A cette fin, nous exploiterons les données d’ordre biographique et les écrits produits par Lucien Gachon. Nous ferons appel à des témoignages, d’autant plus facilement que, parmi les universitaires comme chez ses proches du Livradois, paysans ou parents, l’instituteur de La Guillerie n’a jamais laissé indifférent et n’est pas oublié. A partir de ces multiples et complexes supports, nous tenterons donc d’établir une théorie interprétative.

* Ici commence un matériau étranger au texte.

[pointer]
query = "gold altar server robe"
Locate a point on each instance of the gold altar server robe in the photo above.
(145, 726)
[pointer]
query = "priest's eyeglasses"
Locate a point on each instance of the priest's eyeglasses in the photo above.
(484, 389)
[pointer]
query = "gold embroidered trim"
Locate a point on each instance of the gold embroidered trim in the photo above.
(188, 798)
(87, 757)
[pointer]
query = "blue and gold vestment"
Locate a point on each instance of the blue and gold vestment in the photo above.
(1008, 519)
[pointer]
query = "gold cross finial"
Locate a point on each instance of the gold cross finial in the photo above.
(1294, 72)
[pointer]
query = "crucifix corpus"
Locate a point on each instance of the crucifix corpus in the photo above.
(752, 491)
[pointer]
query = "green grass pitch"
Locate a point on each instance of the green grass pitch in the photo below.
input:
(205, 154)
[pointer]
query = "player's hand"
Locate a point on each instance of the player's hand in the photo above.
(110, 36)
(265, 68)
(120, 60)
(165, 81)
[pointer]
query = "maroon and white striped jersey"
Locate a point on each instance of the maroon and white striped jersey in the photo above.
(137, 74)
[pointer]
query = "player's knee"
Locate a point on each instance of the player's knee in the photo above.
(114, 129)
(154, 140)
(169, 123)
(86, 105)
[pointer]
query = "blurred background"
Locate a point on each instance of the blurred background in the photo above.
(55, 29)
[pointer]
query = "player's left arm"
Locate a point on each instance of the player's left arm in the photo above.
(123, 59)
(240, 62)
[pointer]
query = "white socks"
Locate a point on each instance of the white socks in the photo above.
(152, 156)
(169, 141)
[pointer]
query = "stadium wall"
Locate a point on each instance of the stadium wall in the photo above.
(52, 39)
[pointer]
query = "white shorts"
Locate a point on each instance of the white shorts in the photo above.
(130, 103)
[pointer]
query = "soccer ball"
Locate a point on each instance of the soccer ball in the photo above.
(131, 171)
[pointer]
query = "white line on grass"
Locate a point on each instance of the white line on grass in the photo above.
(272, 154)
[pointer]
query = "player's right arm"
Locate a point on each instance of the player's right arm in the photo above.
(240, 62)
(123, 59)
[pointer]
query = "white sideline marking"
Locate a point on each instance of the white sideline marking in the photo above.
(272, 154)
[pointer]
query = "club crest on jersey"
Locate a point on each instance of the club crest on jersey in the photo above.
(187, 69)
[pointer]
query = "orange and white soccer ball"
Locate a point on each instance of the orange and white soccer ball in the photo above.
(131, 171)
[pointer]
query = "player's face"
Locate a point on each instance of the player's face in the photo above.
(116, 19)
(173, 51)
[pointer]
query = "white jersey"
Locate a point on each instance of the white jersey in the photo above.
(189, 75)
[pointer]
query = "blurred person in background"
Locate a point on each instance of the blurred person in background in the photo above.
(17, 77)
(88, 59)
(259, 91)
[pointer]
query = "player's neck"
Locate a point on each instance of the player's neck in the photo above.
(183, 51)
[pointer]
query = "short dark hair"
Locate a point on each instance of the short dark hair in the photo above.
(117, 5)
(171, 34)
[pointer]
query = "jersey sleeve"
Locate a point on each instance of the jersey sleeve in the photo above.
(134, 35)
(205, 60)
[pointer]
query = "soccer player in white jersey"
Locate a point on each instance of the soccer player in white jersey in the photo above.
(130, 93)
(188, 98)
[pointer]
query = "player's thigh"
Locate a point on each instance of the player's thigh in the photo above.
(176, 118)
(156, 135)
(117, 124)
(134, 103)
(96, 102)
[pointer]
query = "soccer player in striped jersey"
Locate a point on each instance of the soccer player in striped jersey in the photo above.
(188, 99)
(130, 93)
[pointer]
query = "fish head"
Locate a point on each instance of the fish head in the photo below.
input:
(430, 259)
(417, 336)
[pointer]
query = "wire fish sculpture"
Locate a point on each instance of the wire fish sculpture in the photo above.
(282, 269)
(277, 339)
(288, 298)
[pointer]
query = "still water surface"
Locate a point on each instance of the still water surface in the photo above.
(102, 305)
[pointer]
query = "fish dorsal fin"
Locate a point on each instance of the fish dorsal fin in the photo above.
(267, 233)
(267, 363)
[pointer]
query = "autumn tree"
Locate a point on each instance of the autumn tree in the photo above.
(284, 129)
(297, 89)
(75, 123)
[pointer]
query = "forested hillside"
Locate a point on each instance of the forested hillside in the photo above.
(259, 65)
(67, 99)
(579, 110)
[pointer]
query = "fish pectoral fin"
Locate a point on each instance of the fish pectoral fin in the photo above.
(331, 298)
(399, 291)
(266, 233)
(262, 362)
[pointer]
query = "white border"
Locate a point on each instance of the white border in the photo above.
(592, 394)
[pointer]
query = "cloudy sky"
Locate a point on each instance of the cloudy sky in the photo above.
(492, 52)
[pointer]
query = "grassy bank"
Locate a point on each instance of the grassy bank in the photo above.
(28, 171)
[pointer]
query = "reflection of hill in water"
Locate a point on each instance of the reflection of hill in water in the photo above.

Comme l’indique J.-M. Van Der Maren 3, les théories interprétatives visent ‘à construire du sens (une herméneutique) à l’existence, aux événements, aux actions en s’appuyant sur une analyse de leur déroulement ou de leur histoire’ .” De la sorte, nous nous exposerons à une critique fréquemment portée à l’encontre des sciences de l’éducation, relativement à la validité scientifique de notre démarche ainsi qu’à la maigre transférabilité des recherches conduites. La discussions de finalités, de valeurs et d’objectifs se rapportant au fait éducatif trouvent dans la contribution de Lucien Gachon une unité de pensée avec le modèle de l’école des paysans. Son parcours intellectuel et professionnel s’affirme comme proche des préoccupations fondamentales et du langage de tous ceux qui, en proie aux enfants, nourrissent passion en la pédagogie, ce jaillissement de la vie.

L’objectif de la présente thèse sera donc de conduire une réflexion relative aux effets et aux conditions de l’enseignement primaire en Livradois, de Lucien Gachon à aujourd’hui, en soumettant ses idées à l’épreuve des faits. Son oeuvre est un épisode de l’histoire des idées pédagogiques en particulier sur le problème de l’école rurale. Nous avons choisi une problématique qui nous paraît être centrale de sa pensée:

Notes
1.

”Un haute colline du Livradois, son passé humain d’après son cadastre, Lucien Gachon sous la direction de Raoul Blanchard et Jules Blache, Université de Grenoble, Institut de Géographie alpine, 1934.

2.

AVANZINI Guy, Introduction aux sciences de l’éducation, Privat, p56.

3.

VAN DER MAREN J.-M., Méthodes de recherche pour l’éducation, De Boek Université, 1996, p71.